Based on laboratory testing, the RO/GAC system achieves a removal efficiency of approximately 99 percent. The testing included collecting samples for varying influent water flow rates and perchlorate concentrations. In these experiments well water containing perchlorate was pumped through a full-scale model and samples were taken from the permeate and reject streams. The RO membrane by itself was able to remove approximately 96 percent of perchlorate. When GAC was added after the RO membrane, the removal of perchlorate in the samples increased to approximately 99 percent.
The water treatment design involves a complete cost analysis. The cost per 1,000 gallons of water entering the house was determined to be $1.66 for the RO/GAC system, compared with $7.40 for providing bottled water. Discharge of the contaminated water through the septic system proved to be efficient, safe and cost effective. Concentrations of perchlorate in the effluent for the home increase less than two percent, and microorganisms within the septic system break down the perchlorate into harmless by-products.
“The students have found a cost effective solution for perchlorate removal from water,” Holsen adds. “They have done a wonderful job of tackling the problem and thinking through a workable solution that addresses scientific, health, safety and community acceptance issues.”

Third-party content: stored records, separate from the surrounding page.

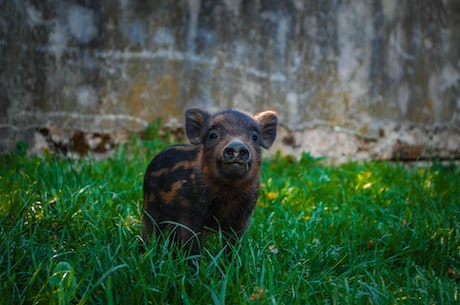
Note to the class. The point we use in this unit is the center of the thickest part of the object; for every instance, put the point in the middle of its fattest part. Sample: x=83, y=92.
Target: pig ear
x=195, y=123
x=268, y=121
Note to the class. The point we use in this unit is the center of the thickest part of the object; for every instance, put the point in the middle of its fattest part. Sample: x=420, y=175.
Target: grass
x=372, y=233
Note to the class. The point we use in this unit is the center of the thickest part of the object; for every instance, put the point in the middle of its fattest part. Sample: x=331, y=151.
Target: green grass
x=372, y=233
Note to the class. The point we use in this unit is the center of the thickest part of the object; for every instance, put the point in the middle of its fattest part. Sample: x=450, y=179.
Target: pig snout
x=236, y=152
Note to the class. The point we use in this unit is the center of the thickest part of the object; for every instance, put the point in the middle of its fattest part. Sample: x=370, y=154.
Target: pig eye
x=213, y=134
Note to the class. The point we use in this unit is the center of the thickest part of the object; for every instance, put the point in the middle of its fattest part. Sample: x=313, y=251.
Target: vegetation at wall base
x=357, y=233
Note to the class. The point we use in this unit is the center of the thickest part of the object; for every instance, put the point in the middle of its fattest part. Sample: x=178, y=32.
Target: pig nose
x=236, y=152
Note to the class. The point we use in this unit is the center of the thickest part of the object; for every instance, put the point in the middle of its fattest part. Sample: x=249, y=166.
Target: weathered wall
x=350, y=79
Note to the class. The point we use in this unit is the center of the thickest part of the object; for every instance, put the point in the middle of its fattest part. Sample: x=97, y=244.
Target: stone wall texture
x=351, y=79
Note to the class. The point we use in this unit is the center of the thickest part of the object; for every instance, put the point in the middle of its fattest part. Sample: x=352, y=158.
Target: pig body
x=212, y=183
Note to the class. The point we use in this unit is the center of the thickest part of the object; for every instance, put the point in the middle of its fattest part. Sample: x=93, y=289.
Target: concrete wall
x=350, y=79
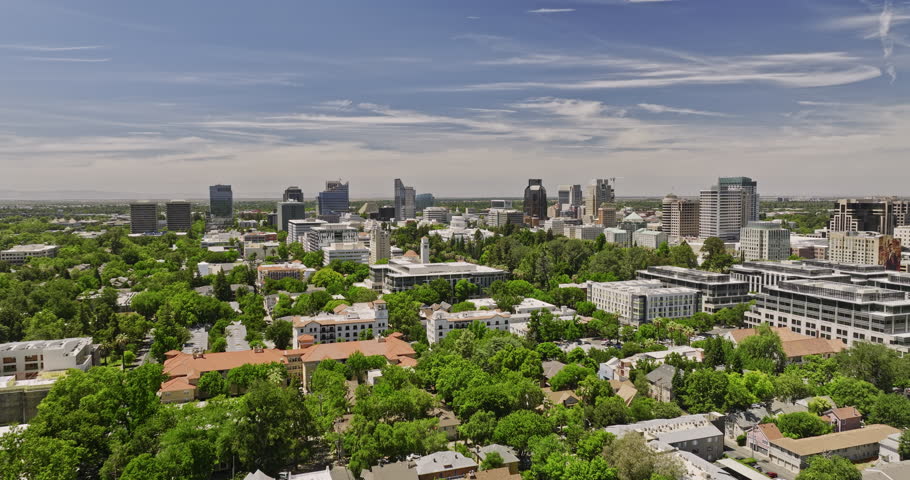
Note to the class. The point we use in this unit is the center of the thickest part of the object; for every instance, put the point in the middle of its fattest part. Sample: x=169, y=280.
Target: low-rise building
x=442, y=323
x=346, y=252
x=854, y=445
x=718, y=290
x=641, y=301
x=22, y=253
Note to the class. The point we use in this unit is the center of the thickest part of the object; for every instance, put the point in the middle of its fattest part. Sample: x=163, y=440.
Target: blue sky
x=134, y=99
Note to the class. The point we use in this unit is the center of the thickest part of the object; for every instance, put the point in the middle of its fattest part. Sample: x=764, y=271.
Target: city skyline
x=105, y=94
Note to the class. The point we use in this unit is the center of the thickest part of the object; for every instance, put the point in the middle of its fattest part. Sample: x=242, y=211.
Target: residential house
x=660, y=382
x=508, y=455
x=844, y=418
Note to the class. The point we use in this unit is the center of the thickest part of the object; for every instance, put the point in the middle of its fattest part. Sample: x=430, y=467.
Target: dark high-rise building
x=179, y=215
x=334, y=199
x=289, y=211
x=293, y=194
x=405, y=201
x=221, y=201
x=143, y=217
x=425, y=200
x=535, y=204
x=868, y=215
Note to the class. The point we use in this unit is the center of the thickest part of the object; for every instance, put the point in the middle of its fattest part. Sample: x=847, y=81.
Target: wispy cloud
x=45, y=48
x=552, y=10
x=66, y=59
x=654, y=108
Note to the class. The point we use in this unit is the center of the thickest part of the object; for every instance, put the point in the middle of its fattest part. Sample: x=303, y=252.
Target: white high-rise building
x=727, y=207
x=764, y=241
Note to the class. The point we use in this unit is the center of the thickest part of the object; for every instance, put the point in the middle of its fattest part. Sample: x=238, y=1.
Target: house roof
x=443, y=461
x=835, y=441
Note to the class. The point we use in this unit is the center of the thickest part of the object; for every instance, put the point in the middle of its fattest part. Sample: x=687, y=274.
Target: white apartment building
x=649, y=238
x=641, y=301
x=867, y=248
x=345, y=324
x=346, y=252
x=834, y=310
x=25, y=359
x=764, y=241
x=295, y=269
x=21, y=253
x=442, y=323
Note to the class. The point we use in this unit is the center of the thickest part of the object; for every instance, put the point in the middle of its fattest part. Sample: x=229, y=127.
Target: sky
x=113, y=99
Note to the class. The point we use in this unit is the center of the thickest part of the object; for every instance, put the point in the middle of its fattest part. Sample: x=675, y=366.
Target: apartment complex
x=143, y=217
x=717, y=290
x=401, y=274
x=679, y=217
x=179, y=215
x=442, y=323
x=20, y=254
x=641, y=301
x=834, y=310
x=764, y=241
x=727, y=207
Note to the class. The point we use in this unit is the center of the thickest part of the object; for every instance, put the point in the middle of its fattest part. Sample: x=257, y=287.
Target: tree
x=212, y=384
x=802, y=425
x=634, y=459
x=891, y=409
x=829, y=468
x=281, y=332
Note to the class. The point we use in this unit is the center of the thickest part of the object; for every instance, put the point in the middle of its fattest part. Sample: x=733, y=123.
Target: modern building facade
x=727, y=207
x=835, y=310
x=179, y=215
x=641, y=301
x=535, y=199
x=335, y=199
x=717, y=290
x=405, y=201
x=679, y=217
x=143, y=217
x=764, y=241
x=292, y=194
x=221, y=201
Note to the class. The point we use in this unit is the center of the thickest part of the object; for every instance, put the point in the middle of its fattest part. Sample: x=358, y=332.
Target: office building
x=334, y=200
x=288, y=211
x=641, y=301
x=179, y=215
x=597, y=193
x=143, y=217
x=535, y=199
x=717, y=290
x=346, y=252
x=221, y=201
x=380, y=247
x=872, y=215
x=24, y=360
x=502, y=217
x=835, y=310
x=764, y=241
x=869, y=248
x=292, y=194
x=679, y=217
x=649, y=238
x=405, y=201
x=424, y=200
x=20, y=254
x=442, y=323
x=761, y=274
x=402, y=274
x=346, y=324
x=436, y=214
x=727, y=207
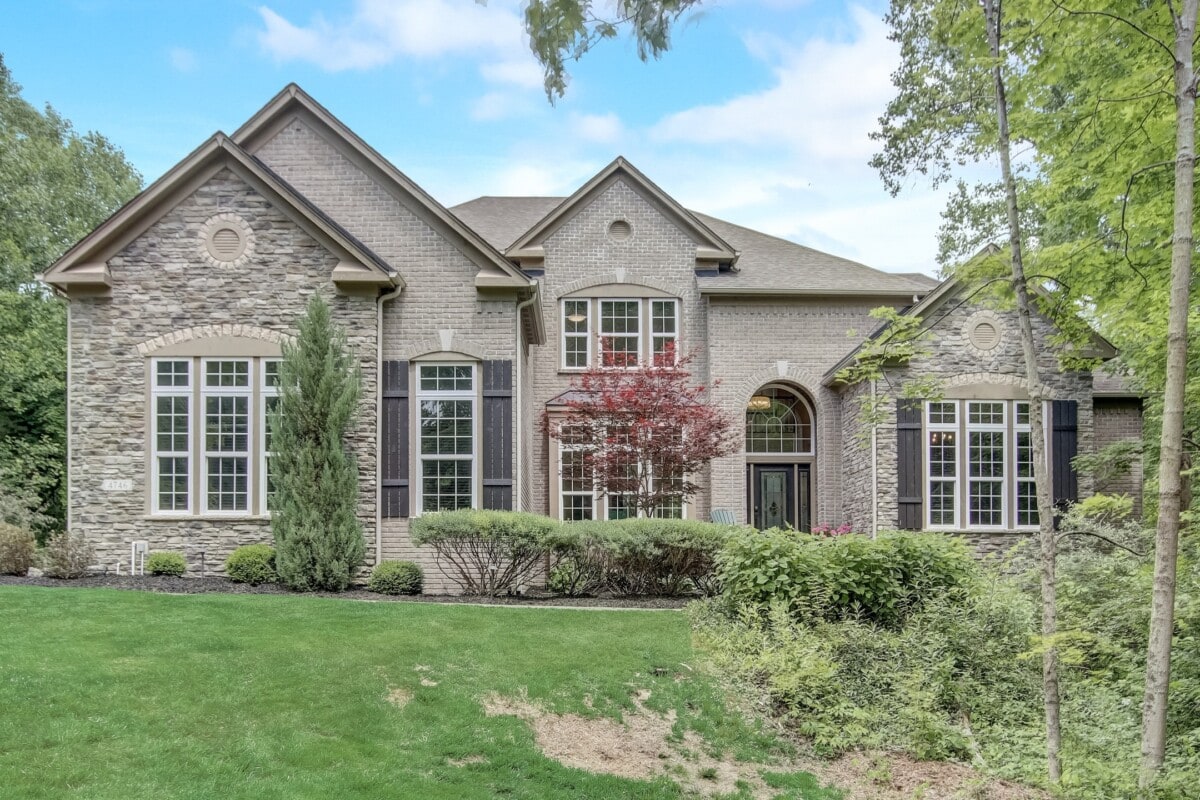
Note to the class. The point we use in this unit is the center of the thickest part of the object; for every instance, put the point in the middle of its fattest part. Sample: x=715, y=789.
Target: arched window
x=778, y=421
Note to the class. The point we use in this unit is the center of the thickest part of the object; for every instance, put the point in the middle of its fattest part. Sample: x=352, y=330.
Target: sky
x=760, y=114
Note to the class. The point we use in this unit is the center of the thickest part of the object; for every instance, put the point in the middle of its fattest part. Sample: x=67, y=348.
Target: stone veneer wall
x=959, y=365
x=581, y=254
x=1120, y=420
x=756, y=342
x=165, y=284
x=439, y=308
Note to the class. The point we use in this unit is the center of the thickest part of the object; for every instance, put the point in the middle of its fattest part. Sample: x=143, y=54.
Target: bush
x=252, y=564
x=66, y=555
x=876, y=579
x=171, y=564
x=486, y=552
x=396, y=578
x=17, y=547
x=636, y=557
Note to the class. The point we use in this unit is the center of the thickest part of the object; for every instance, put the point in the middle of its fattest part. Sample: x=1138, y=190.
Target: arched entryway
x=780, y=458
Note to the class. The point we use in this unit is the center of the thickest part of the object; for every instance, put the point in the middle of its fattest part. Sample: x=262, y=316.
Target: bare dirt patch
x=639, y=747
x=895, y=776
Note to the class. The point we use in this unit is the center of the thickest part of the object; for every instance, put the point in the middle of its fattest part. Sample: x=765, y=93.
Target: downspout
x=519, y=411
x=875, y=470
x=379, y=301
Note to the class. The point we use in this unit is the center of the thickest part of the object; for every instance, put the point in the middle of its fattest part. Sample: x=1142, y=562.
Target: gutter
x=519, y=410
x=379, y=301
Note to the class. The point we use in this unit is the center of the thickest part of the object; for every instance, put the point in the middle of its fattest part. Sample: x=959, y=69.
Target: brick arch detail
x=210, y=331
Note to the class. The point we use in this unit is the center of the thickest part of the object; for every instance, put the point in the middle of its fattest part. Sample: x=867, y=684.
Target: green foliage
x=636, y=557
x=252, y=564
x=880, y=581
x=55, y=186
x=17, y=547
x=169, y=564
x=485, y=552
x=563, y=30
x=318, y=536
x=66, y=555
x=396, y=578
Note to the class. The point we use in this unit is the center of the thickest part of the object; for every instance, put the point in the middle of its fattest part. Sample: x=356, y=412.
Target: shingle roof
x=766, y=264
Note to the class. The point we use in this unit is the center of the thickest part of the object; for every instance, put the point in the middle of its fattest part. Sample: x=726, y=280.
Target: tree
x=564, y=30
x=318, y=536
x=55, y=186
x=642, y=433
x=952, y=106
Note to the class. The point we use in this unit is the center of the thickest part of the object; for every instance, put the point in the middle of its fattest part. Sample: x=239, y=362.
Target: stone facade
x=169, y=294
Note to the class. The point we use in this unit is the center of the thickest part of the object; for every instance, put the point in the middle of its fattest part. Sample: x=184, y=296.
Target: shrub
x=636, y=557
x=66, y=555
x=17, y=547
x=486, y=552
x=396, y=578
x=252, y=564
x=169, y=564
x=881, y=581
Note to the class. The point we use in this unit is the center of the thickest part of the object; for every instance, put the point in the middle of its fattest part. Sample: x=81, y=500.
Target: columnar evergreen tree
x=318, y=537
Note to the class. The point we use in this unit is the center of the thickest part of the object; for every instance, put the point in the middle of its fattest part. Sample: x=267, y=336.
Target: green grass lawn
x=119, y=695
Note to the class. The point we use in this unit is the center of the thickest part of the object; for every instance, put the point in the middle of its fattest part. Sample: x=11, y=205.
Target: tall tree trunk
x=1037, y=431
x=1167, y=537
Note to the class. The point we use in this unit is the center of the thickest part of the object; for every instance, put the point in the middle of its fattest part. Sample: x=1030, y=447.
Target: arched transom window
x=778, y=421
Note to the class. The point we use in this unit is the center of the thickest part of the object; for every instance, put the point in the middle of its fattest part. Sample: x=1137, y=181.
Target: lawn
x=115, y=695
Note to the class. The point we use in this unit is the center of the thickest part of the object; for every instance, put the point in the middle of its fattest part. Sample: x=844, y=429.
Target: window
x=447, y=405
x=979, y=464
x=205, y=452
x=630, y=332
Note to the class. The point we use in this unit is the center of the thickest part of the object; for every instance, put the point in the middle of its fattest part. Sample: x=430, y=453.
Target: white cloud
x=381, y=31
x=826, y=98
x=181, y=59
x=600, y=128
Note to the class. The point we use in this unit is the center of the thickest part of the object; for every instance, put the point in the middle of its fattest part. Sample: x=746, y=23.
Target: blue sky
x=760, y=114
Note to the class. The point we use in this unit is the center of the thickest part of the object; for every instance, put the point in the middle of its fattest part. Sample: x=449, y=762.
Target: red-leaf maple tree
x=643, y=432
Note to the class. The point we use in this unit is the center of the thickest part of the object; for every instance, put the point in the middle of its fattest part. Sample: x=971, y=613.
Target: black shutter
x=1065, y=446
x=498, y=434
x=909, y=465
x=394, y=443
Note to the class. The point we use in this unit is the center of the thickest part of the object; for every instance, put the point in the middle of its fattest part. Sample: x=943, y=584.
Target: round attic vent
x=227, y=240
x=621, y=230
x=984, y=336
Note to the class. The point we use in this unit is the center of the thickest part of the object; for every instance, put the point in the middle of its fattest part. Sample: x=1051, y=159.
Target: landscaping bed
x=180, y=585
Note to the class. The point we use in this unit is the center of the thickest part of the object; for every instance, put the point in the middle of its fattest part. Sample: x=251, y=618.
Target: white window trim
x=251, y=435
x=264, y=391
x=189, y=394
x=475, y=429
x=942, y=427
x=587, y=334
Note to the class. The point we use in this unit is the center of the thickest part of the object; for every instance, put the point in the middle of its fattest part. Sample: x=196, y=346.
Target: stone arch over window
x=779, y=420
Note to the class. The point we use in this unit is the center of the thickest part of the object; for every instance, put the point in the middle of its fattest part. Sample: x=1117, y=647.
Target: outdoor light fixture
x=759, y=403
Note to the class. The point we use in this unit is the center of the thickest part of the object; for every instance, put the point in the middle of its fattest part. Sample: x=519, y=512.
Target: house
x=478, y=317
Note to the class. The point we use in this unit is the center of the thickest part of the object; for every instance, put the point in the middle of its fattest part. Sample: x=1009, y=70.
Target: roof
x=85, y=264
x=766, y=264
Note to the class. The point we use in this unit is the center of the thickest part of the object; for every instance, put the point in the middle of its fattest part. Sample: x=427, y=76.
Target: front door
x=779, y=495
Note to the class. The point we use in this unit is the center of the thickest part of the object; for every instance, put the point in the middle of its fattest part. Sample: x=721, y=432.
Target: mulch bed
x=223, y=585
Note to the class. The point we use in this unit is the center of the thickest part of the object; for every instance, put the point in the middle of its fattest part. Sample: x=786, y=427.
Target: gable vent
x=619, y=230
x=984, y=336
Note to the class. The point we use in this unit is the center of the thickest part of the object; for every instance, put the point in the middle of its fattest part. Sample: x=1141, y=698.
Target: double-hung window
x=447, y=434
x=618, y=331
x=209, y=434
x=979, y=465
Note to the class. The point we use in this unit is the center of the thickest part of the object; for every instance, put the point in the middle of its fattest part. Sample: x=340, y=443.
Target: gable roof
x=946, y=290
x=709, y=246
x=767, y=265
x=496, y=271
x=85, y=264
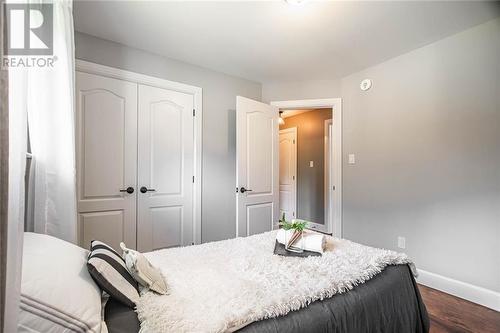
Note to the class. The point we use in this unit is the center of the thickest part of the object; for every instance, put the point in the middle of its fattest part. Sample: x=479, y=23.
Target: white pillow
x=57, y=292
x=142, y=271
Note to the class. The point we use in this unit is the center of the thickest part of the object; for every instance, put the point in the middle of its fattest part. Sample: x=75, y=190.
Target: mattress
x=389, y=302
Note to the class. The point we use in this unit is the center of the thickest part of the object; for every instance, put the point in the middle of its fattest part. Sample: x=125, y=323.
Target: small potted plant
x=294, y=233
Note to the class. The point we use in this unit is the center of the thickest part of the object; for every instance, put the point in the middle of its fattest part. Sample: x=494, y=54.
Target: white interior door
x=165, y=168
x=256, y=166
x=288, y=173
x=106, y=126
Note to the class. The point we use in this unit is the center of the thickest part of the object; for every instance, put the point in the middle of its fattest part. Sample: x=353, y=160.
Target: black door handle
x=144, y=189
x=243, y=190
x=129, y=190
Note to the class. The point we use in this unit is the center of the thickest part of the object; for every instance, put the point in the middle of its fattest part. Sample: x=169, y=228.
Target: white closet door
x=288, y=173
x=165, y=168
x=106, y=159
x=256, y=166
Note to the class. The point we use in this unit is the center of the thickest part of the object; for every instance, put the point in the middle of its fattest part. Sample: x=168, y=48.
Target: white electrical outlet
x=401, y=242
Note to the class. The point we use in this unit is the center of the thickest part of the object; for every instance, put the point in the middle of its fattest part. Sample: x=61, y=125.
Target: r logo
x=29, y=29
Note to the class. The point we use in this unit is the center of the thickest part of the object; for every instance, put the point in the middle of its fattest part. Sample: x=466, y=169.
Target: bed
x=388, y=302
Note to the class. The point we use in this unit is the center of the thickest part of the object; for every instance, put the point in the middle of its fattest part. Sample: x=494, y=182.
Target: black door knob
x=129, y=190
x=144, y=189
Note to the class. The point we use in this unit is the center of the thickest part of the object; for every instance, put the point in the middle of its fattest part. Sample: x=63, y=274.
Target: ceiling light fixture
x=295, y=2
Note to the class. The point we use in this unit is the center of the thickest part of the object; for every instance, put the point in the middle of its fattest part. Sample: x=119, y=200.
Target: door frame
x=197, y=92
x=292, y=130
x=327, y=178
x=335, y=224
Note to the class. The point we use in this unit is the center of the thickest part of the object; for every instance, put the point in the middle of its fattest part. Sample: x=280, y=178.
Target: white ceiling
x=274, y=41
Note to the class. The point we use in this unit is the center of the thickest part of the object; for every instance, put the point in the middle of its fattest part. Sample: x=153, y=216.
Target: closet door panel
x=106, y=126
x=165, y=168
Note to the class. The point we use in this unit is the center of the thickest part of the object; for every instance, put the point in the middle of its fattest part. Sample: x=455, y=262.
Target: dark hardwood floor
x=455, y=315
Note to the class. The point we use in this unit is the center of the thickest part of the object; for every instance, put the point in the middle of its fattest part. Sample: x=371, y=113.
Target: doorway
x=318, y=167
x=304, y=166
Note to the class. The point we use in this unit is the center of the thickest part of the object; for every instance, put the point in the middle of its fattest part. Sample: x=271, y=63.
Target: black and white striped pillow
x=108, y=270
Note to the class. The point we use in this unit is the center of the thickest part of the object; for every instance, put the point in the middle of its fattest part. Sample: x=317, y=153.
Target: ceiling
x=275, y=41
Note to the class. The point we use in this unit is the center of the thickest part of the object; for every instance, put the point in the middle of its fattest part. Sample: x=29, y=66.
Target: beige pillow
x=142, y=271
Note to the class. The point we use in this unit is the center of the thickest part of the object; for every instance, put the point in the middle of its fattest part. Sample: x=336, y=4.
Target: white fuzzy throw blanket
x=223, y=286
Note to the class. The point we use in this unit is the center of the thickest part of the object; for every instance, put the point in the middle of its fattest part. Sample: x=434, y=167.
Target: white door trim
x=327, y=170
x=292, y=130
x=335, y=226
x=197, y=92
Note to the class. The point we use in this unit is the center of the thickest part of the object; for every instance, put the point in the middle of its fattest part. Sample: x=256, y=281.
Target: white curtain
x=51, y=119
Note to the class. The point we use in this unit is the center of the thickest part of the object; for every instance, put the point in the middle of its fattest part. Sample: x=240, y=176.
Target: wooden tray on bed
x=279, y=249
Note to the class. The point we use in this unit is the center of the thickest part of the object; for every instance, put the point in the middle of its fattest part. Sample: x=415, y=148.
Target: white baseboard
x=470, y=292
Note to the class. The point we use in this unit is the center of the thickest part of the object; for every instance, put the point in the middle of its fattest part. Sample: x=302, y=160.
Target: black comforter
x=389, y=303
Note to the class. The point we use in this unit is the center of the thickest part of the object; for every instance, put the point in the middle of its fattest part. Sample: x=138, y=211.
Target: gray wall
x=219, y=121
x=427, y=145
x=284, y=91
x=310, y=147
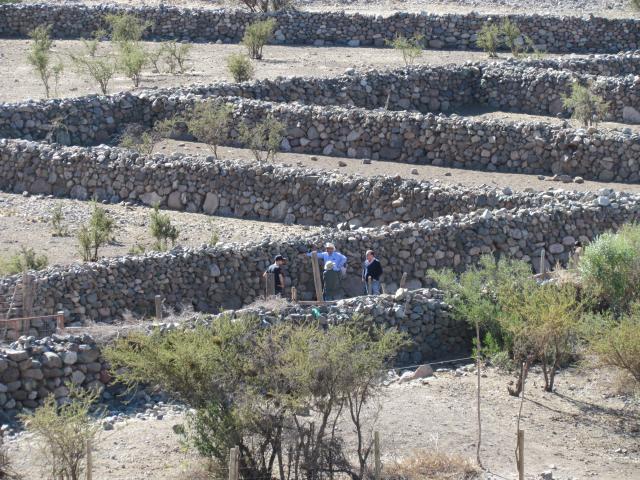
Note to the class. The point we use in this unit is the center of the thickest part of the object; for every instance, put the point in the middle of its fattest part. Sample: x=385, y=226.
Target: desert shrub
x=256, y=37
x=210, y=122
x=263, y=138
x=610, y=267
x=616, y=341
x=96, y=233
x=25, y=259
x=126, y=28
x=586, y=107
x=222, y=372
x=411, y=48
x=162, y=230
x=58, y=228
x=131, y=60
x=489, y=39
x=40, y=58
x=64, y=431
x=176, y=55
x=240, y=67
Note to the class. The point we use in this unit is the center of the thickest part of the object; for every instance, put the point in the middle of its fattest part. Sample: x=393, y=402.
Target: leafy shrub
x=64, y=432
x=162, y=229
x=489, y=39
x=240, y=67
x=96, y=233
x=209, y=122
x=25, y=259
x=176, y=55
x=256, y=37
x=221, y=372
x=411, y=48
x=264, y=138
x=40, y=57
x=126, y=28
x=617, y=341
x=610, y=267
x=586, y=106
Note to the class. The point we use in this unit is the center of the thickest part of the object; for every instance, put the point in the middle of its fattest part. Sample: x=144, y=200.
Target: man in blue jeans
x=372, y=269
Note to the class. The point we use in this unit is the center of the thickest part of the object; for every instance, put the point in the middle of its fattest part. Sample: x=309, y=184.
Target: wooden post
x=158, y=300
x=376, y=454
x=520, y=454
x=316, y=276
x=89, y=468
x=234, y=463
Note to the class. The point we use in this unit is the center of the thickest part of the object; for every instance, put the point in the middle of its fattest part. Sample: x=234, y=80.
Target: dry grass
x=431, y=465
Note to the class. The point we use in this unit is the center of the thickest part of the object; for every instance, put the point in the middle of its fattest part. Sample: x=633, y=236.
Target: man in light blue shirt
x=330, y=255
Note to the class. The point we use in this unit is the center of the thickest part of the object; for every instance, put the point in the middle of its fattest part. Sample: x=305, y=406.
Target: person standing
x=275, y=269
x=331, y=282
x=371, y=271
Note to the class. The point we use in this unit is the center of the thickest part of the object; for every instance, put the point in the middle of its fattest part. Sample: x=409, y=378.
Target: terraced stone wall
x=549, y=33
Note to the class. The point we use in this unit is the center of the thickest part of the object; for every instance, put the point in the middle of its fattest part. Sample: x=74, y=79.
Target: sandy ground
x=207, y=64
x=583, y=431
x=25, y=221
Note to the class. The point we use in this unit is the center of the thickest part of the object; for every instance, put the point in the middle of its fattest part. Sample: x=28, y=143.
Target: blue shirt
x=337, y=258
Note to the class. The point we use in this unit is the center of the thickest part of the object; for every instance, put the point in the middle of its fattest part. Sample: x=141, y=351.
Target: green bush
x=489, y=39
x=586, y=107
x=610, y=267
x=96, y=233
x=264, y=138
x=63, y=432
x=240, y=67
x=411, y=48
x=162, y=230
x=25, y=259
x=256, y=37
x=223, y=371
x=41, y=60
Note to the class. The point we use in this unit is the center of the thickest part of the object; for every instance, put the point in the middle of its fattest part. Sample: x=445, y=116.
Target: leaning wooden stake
x=234, y=463
x=316, y=276
x=376, y=455
x=158, y=301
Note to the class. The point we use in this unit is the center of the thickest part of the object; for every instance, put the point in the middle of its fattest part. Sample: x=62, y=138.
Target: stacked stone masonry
x=453, y=32
x=229, y=275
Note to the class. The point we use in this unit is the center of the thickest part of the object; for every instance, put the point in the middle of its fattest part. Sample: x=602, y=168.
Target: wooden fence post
x=158, y=301
x=316, y=276
x=520, y=454
x=234, y=463
x=60, y=320
x=376, y=455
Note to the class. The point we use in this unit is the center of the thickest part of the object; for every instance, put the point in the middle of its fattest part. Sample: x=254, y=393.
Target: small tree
x=64, y=432
x=162, y=229
x=176, y=55
x=411, y=48
x=264, y=138
x=96, y=233
x=489, y=39
x=40, y=57
x=240, y=67
x=586, y=106
x=256, y=37
x=209, y=122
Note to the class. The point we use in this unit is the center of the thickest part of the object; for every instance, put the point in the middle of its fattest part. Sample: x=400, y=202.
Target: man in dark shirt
x=371, y=270
x=276, y=270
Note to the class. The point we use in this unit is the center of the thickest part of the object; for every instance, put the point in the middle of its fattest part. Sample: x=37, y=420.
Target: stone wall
x=245, y=190
x=229, y=275
x=550, y=33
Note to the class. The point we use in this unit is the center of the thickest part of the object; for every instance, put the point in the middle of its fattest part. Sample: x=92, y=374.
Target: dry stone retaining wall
x=550, y=33
x=229, y=275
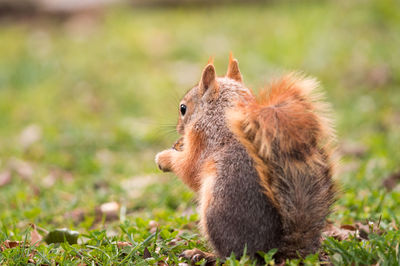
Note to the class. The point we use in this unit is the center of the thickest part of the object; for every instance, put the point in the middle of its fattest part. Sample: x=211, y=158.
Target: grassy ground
x=85, y=103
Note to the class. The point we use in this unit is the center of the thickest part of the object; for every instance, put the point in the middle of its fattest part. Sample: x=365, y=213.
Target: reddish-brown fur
x=261, y=164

To compete in the contest, student teams must prepare and submit written design reports, make oral presentations and develop bench-scale models of their solutions that are judged by a panel of experts from government, industry and academia.
This is the 12th consecutive year the Clarkson CURE team will participate in the international contest. In previous competitions, the team has consistently received top honors and numerous first-place prizes for innovation and efficient designs. This year, Clarkson is one of 31 teams from the U.S., Canada and Mexico that will compete in the contest that includes cash awards exceeding $25,000.
CURE is one of the University's SPEED (Student Projects for Engineering Experience and Design) programs, which promotes multidisciplinary, project-based learning opportunities. SPEED projects involve more than 250 undergraduates annually in engineering design and analysis, fabrication and the enhancement of professional competencies such as budget management, effective teamwork, and communication skills. The SPEED program is one of the Wallace H. Coulter School of Engineering hallmark initiatives promoting the “Vision of a Clarkson Education” through experiential learning by hands-on application of academic theory to real-world problems.
SPEED receives its primary financial support from Alcoa, Corning, Eastman Kodak, the General Electric Fund, and Procter & Gamble. SPEED was recognized with the 2001 Boeing Outstanding Educator Award and the 2002 Corporate and Foundation Alliance Award for its exceptional contributions to improving undergraduate engineering education.